James Erskine has made some powerful sports docs – on Gazza’s tears, Pantani’s cycling, John Curry on the ice, and the Battle of the Sexes between Billie Jean King and Bobby Riggs. He turns his attention to jazz great Billie Holiday now, with this illuminating film about her, built around tapes of audio interviews discovered in the archive of a late New York journalist, Linda Lipnack Kuehel. She was trying to interview everyone who worked with and knew Billie, from Tony Bennett to Count Basie and old family friends from the Baltimore neighbourhood where she grew up and turned her first tricks as a 13-year-old prostitute.
Keuhel’s is a story of detective work and biography that itself had fatal consequences, and this lends Erskine’s film another layer of intrigue and tragedy, perhaps signalling the prurient obsession we have with the vagaries and vicissitudes of the jazz life, the grubby romanticism of drugs, abuse, racism, and the blues being all the things that make it so compelling to listen to.
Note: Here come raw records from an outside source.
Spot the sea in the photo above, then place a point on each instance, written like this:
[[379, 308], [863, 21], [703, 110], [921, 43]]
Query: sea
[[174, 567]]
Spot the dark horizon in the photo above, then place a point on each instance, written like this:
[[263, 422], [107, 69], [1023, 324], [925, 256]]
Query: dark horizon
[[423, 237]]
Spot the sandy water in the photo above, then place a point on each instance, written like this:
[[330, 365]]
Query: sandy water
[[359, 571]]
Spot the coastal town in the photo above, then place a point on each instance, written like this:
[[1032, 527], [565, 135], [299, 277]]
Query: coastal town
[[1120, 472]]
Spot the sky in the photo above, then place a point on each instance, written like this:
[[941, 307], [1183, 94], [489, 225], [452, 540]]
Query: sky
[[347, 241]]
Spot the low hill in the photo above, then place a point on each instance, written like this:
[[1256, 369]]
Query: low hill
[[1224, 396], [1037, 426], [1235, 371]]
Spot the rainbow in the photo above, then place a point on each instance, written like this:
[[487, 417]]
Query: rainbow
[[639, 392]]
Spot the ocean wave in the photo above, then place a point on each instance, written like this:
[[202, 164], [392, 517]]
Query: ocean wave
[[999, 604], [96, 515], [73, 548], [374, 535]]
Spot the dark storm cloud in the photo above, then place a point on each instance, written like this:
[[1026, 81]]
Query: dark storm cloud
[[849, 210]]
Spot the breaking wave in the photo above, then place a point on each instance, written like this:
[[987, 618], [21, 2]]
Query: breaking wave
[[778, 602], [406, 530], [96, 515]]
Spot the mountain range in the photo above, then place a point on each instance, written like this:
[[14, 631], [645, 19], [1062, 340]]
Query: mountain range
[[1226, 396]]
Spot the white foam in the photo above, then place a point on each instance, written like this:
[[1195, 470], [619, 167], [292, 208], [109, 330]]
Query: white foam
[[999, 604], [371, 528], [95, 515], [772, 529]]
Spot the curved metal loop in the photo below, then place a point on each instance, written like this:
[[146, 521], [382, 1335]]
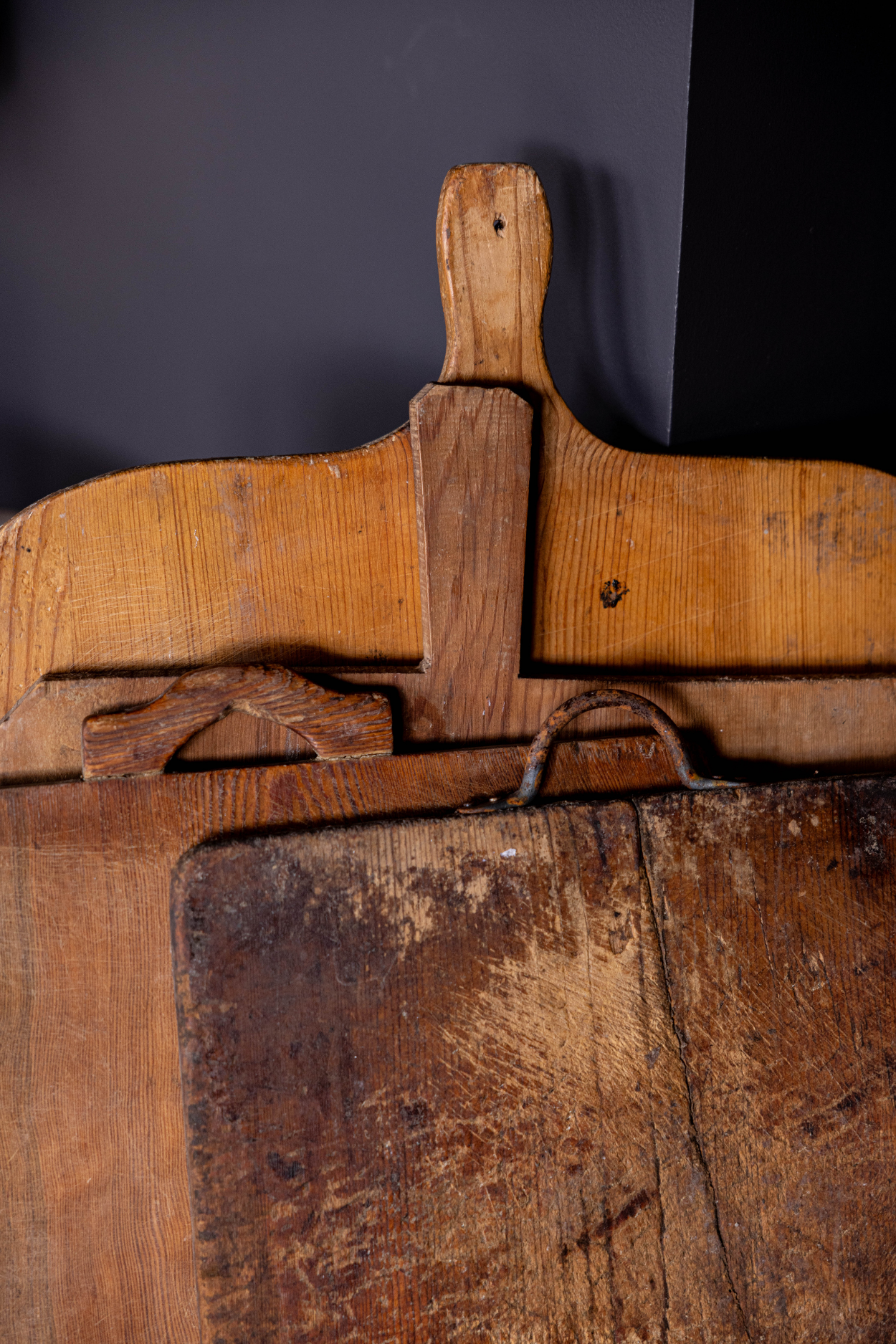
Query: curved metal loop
[[540, 749]]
Erskine has great images and the interviews are grippingly vivid but he also, as ever, uses archive wisely and there are some wonderful performances of Billie’s music which come in as perfect illustrations of what we’re hearing about her life, songs such as My Man, I Loves You Porgy, Good Morning Heartache and Don’t Explain, as well as the swinging sessions, such as the live recording of Now Baby or Never, with Basie, that made her a star from Harlem to Carnegie Hall.
And her singing of Strange Fruit gets a section all to itself – a song that deserves a movie of its own – and it’s Holiday’s insistence on singing it, even to the detriment of her own health and career, that haunts this film like a ghost.
Billie had terrible taste in men, a voracious appetite for sex and drugs, and was an unreachable soul, as her voice suggests. Subtle, empathetic colourisation from artist Marina Amaral brings the crackling old quality to new life without losing the vintage elements. The story and the voice of Billie Holiday always jolts you, makes you shudder, makes you pay attention, seductive yet lethal and sharp, a cocktail you just want more of. Watching Billie, I was hooked again.